Soon afterwards the main door opened and a man wearing a wrapper came out. He shouted something that was lost in the wind. Then he dragged the figure into the house.

Omovo stared at the door for a long time. The night became cold and the dark coverlet of the sky pressed in on his skull. The pool of scum gave off a bad smell. The wrought-iron gate cranked and groaned. His footsteps ricocheted through the compound and through his skull.

Back in his room he got out his paintboxes, palette, and easel. He tried not to think of his lost drawing. He began to paint. The room was stuffy and hot. The mosquitoes whined and stung him in vulnerable places. He worked with unswerving determination. He caressed the white canvas with brush strokes of a deep muddy green. Then he punctuated the green tide with browns, greys and reds. Out of all this he painted a snot-coloured scumpool full of portentous shapes and heads with glittering, dislocated eyes. He knew what he wanted to do and was happy.

He worked at the painting, cleaned off a bit, retouched an edge, washed off some aspect, started a fresh canvas, and decided that the first one was appropriate. As he continued he thought he heard his father’s footsteps near the door. He stopped working to listen. The silence was broken now and again by the whining insinuation of a mosquito. Omovo tried to imagine what his father was doing or thinking outside his door. A moment later he heard footsteps move towards the sitting room. An incoherent emotion swept over him.

He returned to his painting. He worked intently, unaware of the passing time. He was surprised when on looking towards the window he saw the shy fingers of light prising through the yellow curtains. Then he suddenly felt tired and old. His eyes burnt with fatigue. His body smarted and itched where the mosquitoes had stung him. He was drenched in his own stale sweat.

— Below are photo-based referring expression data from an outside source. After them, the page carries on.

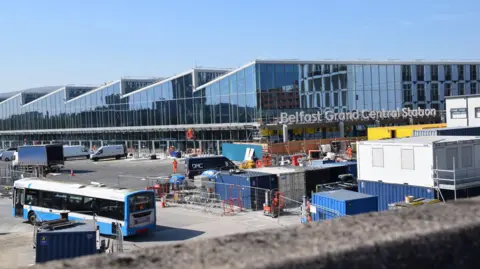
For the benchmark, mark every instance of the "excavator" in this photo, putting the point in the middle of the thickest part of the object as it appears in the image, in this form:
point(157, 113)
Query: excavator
point(273, 207)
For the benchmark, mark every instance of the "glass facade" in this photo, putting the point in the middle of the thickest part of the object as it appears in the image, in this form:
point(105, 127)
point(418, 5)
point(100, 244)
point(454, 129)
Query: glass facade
point(260, 90)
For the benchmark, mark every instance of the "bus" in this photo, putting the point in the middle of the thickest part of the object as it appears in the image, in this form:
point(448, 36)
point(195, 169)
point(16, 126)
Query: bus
point(134, 212)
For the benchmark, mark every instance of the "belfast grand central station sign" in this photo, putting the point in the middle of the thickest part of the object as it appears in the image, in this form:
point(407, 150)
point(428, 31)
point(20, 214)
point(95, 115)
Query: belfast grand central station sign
point(362, 115)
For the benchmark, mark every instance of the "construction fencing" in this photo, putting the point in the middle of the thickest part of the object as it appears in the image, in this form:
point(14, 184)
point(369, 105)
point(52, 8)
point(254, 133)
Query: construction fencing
point(221, 198)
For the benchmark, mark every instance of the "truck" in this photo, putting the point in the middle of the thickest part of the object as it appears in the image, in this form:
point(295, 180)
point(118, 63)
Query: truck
point(46, 158)
point(110, 151)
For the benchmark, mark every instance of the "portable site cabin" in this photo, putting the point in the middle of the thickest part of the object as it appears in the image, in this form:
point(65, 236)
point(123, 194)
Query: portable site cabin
point(421, 165)
point(387, 132)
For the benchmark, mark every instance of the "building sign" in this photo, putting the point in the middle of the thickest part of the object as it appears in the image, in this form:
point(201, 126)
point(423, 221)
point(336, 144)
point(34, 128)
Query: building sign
point(362, 115)
point(72, 92)
point(129, 86)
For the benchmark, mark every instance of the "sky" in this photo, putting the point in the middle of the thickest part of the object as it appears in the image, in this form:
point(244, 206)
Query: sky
point(58, 42)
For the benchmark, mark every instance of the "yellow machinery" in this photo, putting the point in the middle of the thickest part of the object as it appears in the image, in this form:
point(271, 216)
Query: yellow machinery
point(377, 133)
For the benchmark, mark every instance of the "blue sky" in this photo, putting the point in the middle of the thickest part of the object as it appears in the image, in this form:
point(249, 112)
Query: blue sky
point(91, 41)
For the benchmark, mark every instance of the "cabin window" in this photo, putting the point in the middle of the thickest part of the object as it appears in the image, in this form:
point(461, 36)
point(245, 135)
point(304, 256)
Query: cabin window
point(377, 157)
point(407, 159)
point(458, 113)
point(467, 158)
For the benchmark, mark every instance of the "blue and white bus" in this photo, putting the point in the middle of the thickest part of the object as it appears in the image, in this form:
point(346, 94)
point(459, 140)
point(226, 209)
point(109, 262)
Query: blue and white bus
point(40, 200)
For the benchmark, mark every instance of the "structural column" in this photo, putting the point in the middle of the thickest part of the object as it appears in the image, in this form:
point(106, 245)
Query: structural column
point(341, 128)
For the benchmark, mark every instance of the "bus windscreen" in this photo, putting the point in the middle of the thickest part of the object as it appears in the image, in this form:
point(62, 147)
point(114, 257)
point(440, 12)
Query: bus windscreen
point(141, 201)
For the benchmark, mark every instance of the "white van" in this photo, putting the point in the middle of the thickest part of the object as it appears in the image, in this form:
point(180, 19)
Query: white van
point(113, 151)
point(75, 152)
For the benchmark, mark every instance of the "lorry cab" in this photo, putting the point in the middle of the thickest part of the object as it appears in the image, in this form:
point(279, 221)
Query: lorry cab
point(75, 152)
point(112, 151)
point(196, 165)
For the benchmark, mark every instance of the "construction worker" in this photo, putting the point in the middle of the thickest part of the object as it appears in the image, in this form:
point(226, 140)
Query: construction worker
point(174, 166)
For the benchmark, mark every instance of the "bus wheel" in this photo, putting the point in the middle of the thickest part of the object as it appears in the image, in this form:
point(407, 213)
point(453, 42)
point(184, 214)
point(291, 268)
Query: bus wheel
point(32, 218)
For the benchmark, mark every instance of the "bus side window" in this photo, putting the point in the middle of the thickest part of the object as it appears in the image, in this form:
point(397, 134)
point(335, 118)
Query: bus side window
point(31, 197)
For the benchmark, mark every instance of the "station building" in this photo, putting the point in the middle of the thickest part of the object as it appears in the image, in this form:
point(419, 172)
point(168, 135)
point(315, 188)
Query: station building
point(203, 107)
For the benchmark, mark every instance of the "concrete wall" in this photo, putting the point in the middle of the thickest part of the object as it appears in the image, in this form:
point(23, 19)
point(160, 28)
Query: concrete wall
point(434, 236)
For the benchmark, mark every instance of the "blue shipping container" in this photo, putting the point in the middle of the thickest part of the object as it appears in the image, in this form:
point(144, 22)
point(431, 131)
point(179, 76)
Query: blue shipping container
point(338, 203)
point(80, 240)
point(393, 193)
point(236, 152)
point(350, 167)
point(249, 187)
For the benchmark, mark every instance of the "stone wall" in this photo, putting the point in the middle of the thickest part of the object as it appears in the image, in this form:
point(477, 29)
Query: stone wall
point(433, 237)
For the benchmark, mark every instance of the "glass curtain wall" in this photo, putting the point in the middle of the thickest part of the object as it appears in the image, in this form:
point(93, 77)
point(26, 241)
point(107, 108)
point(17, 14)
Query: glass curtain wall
point(231, 99)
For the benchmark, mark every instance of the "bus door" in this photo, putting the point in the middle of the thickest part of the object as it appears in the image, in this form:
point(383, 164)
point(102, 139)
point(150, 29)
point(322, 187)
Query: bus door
point(18, 198)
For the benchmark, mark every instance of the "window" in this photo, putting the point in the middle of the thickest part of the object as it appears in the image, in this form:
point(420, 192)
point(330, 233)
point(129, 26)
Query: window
point(377, 157)
point(467, 156)
point(473, 72)
point(141, 202)
point(421, 92)
point(109, 209)
point(448, 72)
point(406, 73)
point(461, 72)
point(75, 203)
point(461, 89)
point(477, 112)
point(448, 89)
point(452, 157)
point(458, 113)
point(31, 197)
point(53, 200)
point(407, 93)
point(408, 161)
point(434, 92)
point(434, 72)
point(420, 73)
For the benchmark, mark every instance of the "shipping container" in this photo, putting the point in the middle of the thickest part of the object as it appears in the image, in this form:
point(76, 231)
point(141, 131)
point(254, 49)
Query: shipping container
point(350, 166)
point(392, 193)
point(338, 203)
point(80, 240)
point(291, 183)
point(321, 175)
point(236, 152)
point(450, 131)
point(387, 132)
point(250, 187)
point(419, 161)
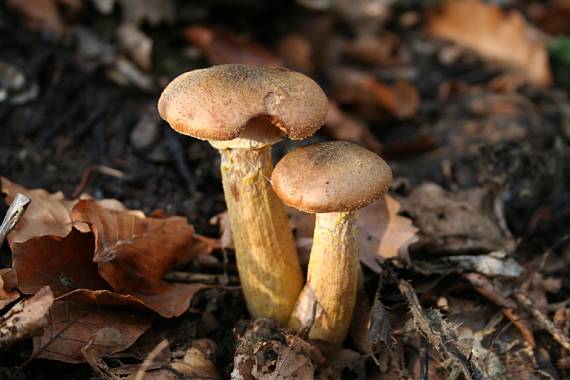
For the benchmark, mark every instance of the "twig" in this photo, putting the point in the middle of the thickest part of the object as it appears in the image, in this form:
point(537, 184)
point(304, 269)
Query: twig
point(26, 319)
point(204, 278)
point(13, 215)
point(150, 358)
point(543, 321)
point(432, 326)
point(424, 360)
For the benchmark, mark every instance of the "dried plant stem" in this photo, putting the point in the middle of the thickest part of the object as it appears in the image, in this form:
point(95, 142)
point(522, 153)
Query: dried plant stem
point(543, 321)
point(13, 215)
point(204, 278)
point(266, 256)
point(26, 319)
point(332, 279)
point(431, 325)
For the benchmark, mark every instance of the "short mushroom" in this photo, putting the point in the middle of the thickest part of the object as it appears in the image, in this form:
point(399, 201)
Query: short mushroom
point(333, 180)
point(242, 110)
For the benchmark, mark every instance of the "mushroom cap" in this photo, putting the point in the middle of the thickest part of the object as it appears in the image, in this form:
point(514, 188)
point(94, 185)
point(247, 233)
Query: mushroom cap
point(331, 176)
point(217, 103)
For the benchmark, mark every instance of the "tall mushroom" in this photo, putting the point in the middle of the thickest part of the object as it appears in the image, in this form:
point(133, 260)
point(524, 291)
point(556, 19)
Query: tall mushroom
point(242, 110)
point(333, 180)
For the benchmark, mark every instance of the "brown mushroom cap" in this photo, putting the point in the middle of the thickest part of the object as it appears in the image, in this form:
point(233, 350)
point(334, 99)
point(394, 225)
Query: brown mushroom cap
point(218, 102)
point(331, 176)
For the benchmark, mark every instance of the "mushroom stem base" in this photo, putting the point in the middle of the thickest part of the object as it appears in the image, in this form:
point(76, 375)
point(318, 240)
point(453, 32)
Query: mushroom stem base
point(327, 301)
point(266, 256)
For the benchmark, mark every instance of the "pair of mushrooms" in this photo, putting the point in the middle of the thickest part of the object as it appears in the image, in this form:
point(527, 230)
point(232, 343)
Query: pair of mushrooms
point(242, 110)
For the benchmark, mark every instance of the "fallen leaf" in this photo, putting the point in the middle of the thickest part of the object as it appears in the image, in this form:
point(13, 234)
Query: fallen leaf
point(222, 47)
point(400, 99)
point(8, 284)
point(73, 275)
point(26, 319)
point(266, 352)
point(456, 223)
point(342, 126)
point(72, 326)
point(70, 261)
point(47, 214)
point(383, 233)
point(172, 301)
point(496, 35)
point(133, 253)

When he finished with the night’s labours he took up a pencil and wrote ‘Drift’ on the bottom part of the canvas. He signed his name (even though well aware that he would still have to re-work it) and turned the painting to face the wall. He cleared up the room and cleaned away the familiar stains of paint. The paint had got everywhere.

When he made for the backyard he saw his father asleep on the cushion chair. His legs were sprawled and his head was slumped forward. Omovo stood there at the doorway, and he felt sorry for his father. Then he remembered many other things and he did not feel quite so sorry any more. At the backyard he washed his paint-stained hands with kerosene and turpentine and then had a light shower. When he came back to his room he drew aside the curtains. He felt trapped by his own emotions and felt very empty and dried up. Having nothing better to do, he searched around for his missing drawing. He gave it up. Then he rubbed some Vaseline on his parched hands and got back into bed.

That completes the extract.